Purple dot close up cuff buttons

When I do cuffs on a silk blouse I most always sew a continuous lap which you can just see peeking out there. I think it looks more elegant on silk fabric.

I never use a cuff pattern, I just decide how wide I want it to be, and how long depending on the thickness of the fabric. Then I cut rectangles, interface, and add silk organza to make it a bit more structured.

Purple dot cuffs 1

Purple dot cuffs 2

The fusible keeps the seam allowances from showing through and the silk adds a bit of rigidity, you can see that cuff can stand up a bit on it's own there.

Lastly, how do I know they still have this fabric at Stone Mountain?

Purple dot sq with bow

Because when I went in to buy the buttons I succumbed to my urge to have a nice fat bow to wear with this blouse, so I bought another 1/4 yard which was used in it's entirety to make this fluffy bow.

Another silk blouse in my wardrobe - I think this will get worn a lot with all my purple and blue items.

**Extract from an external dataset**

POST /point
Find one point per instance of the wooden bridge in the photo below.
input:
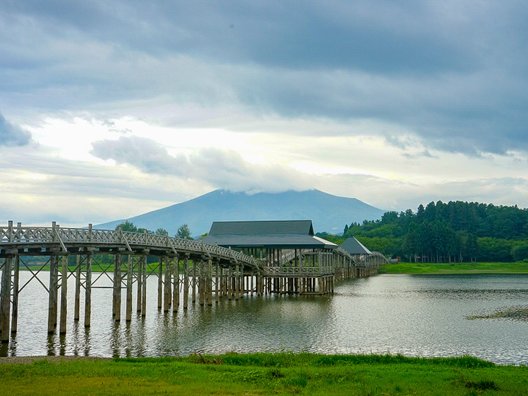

A little more costly than my usual sewing lately - not a remnant in sight. About $ 50 if you total fabric, buttons and interfacings. Considering I'm still wearing the first silk charmeuse shirt that I sewed from this pattern in 2011, I think it will get plenty of wear and use in my wardrobe.

So that's the latest - this weekend I've felt a lot better and started on a very cheery and suitably February red coat which I hope to complete to wear to Frocktails later this month. Plus I might start on some corduroy jeans as a warm up for my jeans class in a couple of weeks. And try to get outside to check what's survived the winter in the garden and even do a bit of prep for spring!

Happy Sewing

Today's garden photo is a pink camellia. These are so common around here in older houses, I think garden design has moved on to more interesting things but there are a few remaining at my place. This is pretty but it's so messy and I think this might be the year that it gets the chop to make space for something different.